69. And found a much cheaper gas station (after one of the women told me about it) and will probably use it next Sunday!: )
70. That I will read the ACoC (Adult Children of Alcoholics) book in bed tonight, probably.
71. I had the dinner visit with MA and her niece.
72. We had a nice time.
73. I was able to hold up my end of the conversation, politely, intelligently, and fun.
74. I ate great.
75. J. called. Good thing because I’d forgotten about the time and him and to pick up Ph soon. Which is good too.
76. And I got through the seeing him.
77. And I gifted him with fresh blueberries.
78. And Ph was so happy to see me! All waggly and following me upstairs into the bathroom and everything!
79. And she’ll be here until at least Tuesday! And I don’t care if I have to change my schedule to make it work!
80. And I shall sleep with her in bed together yay.
81. And she’s happy both there and here. Yay.
82. And J. bathed her yay.
83. And soon it will be summer and she can be here much more!
84. And I will walk 20 minutes (or more) with her tomorrow. And play with her. And cuddle her.
85. And I did my early pm CoDa work. And am about to do my PM CoDA work.
86. I love my body right now. I can honestly say I love my body. Fat, out of shape, not traditionally fit and beautiful in that way right now but I accept, appreciate, and love my body. And I am so grateful for that!
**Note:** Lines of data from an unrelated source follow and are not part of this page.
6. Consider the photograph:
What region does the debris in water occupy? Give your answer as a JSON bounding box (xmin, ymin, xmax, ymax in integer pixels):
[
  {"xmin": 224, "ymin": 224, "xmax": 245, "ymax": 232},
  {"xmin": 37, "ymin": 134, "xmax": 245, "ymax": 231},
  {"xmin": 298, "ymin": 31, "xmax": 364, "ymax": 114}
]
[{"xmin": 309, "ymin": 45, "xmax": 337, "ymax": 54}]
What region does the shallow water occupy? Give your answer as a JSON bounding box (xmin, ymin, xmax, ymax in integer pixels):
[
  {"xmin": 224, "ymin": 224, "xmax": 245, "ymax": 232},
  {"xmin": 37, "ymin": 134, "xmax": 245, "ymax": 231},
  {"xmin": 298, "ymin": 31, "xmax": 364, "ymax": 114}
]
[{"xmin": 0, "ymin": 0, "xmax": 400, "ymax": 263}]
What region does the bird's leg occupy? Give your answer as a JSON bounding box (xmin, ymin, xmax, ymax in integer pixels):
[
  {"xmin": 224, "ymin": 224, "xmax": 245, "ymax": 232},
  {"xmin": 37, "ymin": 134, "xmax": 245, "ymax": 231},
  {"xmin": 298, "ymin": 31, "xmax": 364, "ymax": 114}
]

87. Beautiful weather tonight! Warmish with a lovely breeze!
88. No accident on way home. Actually thought about, well, you know, but didn’t. And saw an accident-accident.
89. The altar info I got fr Mos today
90. And the altar info I got from Fr
91. Did my drops and pill and will go to bed soon.
92. Mixed up and a bit sad and scared but really feel mostly good.
93. Decided what/where to get MA’s gift. I think she’ll love it and if not it is returnable (and right next to where I work: ) And I don’t have to spend too much either.
94. Soon her linden tree will smell gorgeous and I’ll be there.
95. My petunias still smell heavenly as I walk toward my door.
96. My home is starting to feel like a nice nest for me.
97. I *might * be able to get some fragrant flowers put it. Otherwise, impatiens.
98. I will be able to have morning coffee and do some/all of my morning work outside for months now! Soon!!
99. I’m just chillin’ tonight.
100. Colorforms are such a non-threatening way to do my art.
101. And I’m glad I told the kids about them too.